Peterson agrees. Building a new culture and breaking down unconscious barriers, he says, “takes constant communication” and is not merely an HR effort, but one the entire company must support. “It’s a simple process,” he jokes: “Wash, rinse and repeat.”

Stoddard agrees with Peterson about constant communication. The communicator’s role, he says, is to “remind the organization” its approach to diversity and inclusion help comprise the brand’s face. The face, of course, plays “a substantial role in determining how stakeholders, investors, shareholders, policy makers, the media, employees, and other critical constituents perceive us.”

Morris emphasizes the communicator’s role in building the inclusive culture. Communicators, she says, must monitor the subtle ways language is used, “speakers are selected for programs, and women and minorities’ voices are heard.”

Another tip: If you’re going to champion diversity and inclusion, either internally or externally, “you better be sure that your own house is in order,” Stoddard says. Your communications shop needs to be a model of diversity and inclusive behavior.

Inclusion Internally and Externally

Our panelists agree unanimously that inclusion should be communicated externally and internally. Peterson and Stoddard point to internal communications about inclusion augmenting employee training on the subject.

“Most issues around inclusion come down to unconscious bias, so internal training is the best remedy,” Peterson says. “In addition, recognize accomplishments, give folks a spotlight in which to shine, and allow the barriers and misperceptions to dissolve over time.”

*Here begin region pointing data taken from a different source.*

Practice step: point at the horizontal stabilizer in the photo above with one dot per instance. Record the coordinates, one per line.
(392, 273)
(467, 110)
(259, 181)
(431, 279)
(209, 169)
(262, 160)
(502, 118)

Stoddard adds, “Employee training that fosters inclusion—whether it’s focused on workforce diversity, unconscious bias, harassment prevention or some other topic—provides a great opportunity to reinforce for employees that diversity & inclusion are key objectives of your organization.”

Gipson pushes external communication of inclusion efforts for recruiting purposes. “Sharing your company’s efforts externally may help your company and culture grow and attract new talent. It can also serve as inspiration for others and best practice sharing.”

Morris adds, “In this age, conscientious companies are hungry for best practices that have positive results—like a better pipeline for women and minority leaders...we need to be sharing ideas on how to make vital improvements” as America’s workplace changes.

Stoddard and Peterson believe the best external communications for inclusion come from demonstrating commitment through actions and behavior. Stoddard adds it’s important to engage with inclusion-related groups outside your company.

What About #MeToo?

How should communicators anticipate for a #MeToo incident hitting their company? All say it’s easier to map out tactics and harder to put into practice. For Stoddard it’s important first to learn from HR and legal what the level of risk is, which may impact on what you can say publicly. “Strenuously advocate transparency to internal decision makers,” he says.

Gipson feels part of the preparation relates to the culture of inclusion you’re building. “Build a culture that values respect for the individual, quality work and the highest ethical standards,” she says. “Communicate clearly that there will be zero-tolerance and ensure you have appropriate channels for reporting issues.”

Adds Morris, “If someone in your organization is being charged with harassment, be transparent and recognize it as a serious situation.” She also urges communicators to emphasize what is being done to ensure the situation is being changed and that women can feel safe in the workplace. “This is not time to cover up, but to show what you are doing to make real changes.”